The following is taken from Hodge, Schlicker and Sundstrom Abstract Algebra an Inquiry Based Approach text
For each natural number $i,$ let $R_i$ be a ring. Define the infinite direct sum
$$\bigoplus_{i=1}^{\infty} R_i=R_1\oplus R_2 \oplus R_3 \oplus \cdots$$
to be the set of all sequences of the form
$$x=(x_1,x_2,x_3,\cdots),$$
where $x_i\in R_i$ for all $i,$ and $x_i=0_{R_i}$ for all but finitely many values of $i.$ To illustrate, let $R_i=Z_{i+1}$ for every natural number $i,$ and define
$$R=\bigoplus_{i=1}^{\infty} R_i=\bigoplus_{i=1}^{\infty}Z_{i+1}=Z_2\oplus Z_3\oplus Z_4 \oplus \cdots$$ Then
$x=([1]_2,[0]_3,[0]_4,[0]_5,[0]_6,[0]_7,[0]_8,[0]_9,\cdots)\in R_i$$
since $x_i$ is the zero element in $Z_{i+2}$ for all but $3$ values of $i.$ In contrast, $$y=([1]_2,[1]_3,[1]_4,[1]_5\cdots)\notin R_i,$$
since $y_i$ is nonzero for infinitely many values of $i.$
The characteristic of an infinite direct sum. Let $R$ be the infinite direct sum as defined above:
(a) Show that for every $x=(x_1,x_2,x_3,\cdots)\in R,$ there exists a positive integer $k$ such that
$kx=0_R=([0]_2,[0]_3,[0]_4,\ldots).$
(Hints: Recall that $x_i$ is nonzero for only finitely many values of $i.$).

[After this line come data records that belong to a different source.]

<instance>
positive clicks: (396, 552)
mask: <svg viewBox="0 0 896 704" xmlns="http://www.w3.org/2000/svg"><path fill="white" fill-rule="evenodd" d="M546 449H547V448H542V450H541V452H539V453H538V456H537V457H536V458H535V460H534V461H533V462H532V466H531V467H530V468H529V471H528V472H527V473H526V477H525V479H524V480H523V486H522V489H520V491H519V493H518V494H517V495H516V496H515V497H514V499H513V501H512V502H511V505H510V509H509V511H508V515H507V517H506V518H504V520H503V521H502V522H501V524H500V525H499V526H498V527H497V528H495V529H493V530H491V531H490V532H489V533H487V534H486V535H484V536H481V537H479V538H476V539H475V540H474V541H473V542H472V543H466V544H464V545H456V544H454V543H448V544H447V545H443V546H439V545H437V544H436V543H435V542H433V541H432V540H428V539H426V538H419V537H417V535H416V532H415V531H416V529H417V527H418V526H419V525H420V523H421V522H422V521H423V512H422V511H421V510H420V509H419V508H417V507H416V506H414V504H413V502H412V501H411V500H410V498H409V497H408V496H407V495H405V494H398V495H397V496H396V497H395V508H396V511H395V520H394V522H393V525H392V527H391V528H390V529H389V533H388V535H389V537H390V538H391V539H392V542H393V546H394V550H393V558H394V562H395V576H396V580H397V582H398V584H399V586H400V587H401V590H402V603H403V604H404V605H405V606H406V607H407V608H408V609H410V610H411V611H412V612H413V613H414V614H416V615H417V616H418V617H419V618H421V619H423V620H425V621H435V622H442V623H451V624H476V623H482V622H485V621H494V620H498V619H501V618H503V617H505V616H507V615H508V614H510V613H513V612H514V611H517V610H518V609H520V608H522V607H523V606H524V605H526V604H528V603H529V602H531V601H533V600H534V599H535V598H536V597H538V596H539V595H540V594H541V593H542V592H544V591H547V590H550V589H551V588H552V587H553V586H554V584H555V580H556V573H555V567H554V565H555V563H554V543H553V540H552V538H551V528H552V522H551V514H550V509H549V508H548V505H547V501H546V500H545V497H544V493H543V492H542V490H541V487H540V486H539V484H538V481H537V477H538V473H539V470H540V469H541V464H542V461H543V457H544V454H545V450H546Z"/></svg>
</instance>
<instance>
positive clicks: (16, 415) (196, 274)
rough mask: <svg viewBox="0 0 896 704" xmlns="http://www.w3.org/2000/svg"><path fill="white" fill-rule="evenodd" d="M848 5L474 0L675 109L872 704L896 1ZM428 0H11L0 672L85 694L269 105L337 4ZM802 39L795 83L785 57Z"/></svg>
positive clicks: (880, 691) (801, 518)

(b) Show that, in spite of your conclusion in part (a), the characteristic of $R$ is zero.
Question: for (a) the positive integer $k$ is as follows, for any $x_i\in Z_{i+1}$, then $k={char}R={lcm}\{Z_{i+1\cdot i+2 \cdot i+3\cdots}\}={char}R={lcm}\{x_{i+1}\cdot x_{i+2}\cdot x_{i+3}\cdots\}$ where $i=1,2,\cdots n-1,$ since only finitely many $x_i$ are not zero. (I might not be accurate in my notation).
for part (b) I am not sure why the characteristic of $R$ is zero, other than if we take into account of all the values of $x,$ including the ones that are zero.
This is a matter of quantifiers. For any $x$ in the ring, there is an integer $k$ that annihilates it: $kx = 0$. However, this integer depends on the element of the ring. For positive characteristic, we have to have an integer that works for all elements in the ring.
And in this example, you're showing that no such integer exists. Explicitly, you're constructing a (countable) collection of ring elements that cannot be annihilated by any particular integer.
This is one of the (many) differences between finite and infinite sets. Every finite set has a least common multiple, but there are plenty of infinite sets that do not.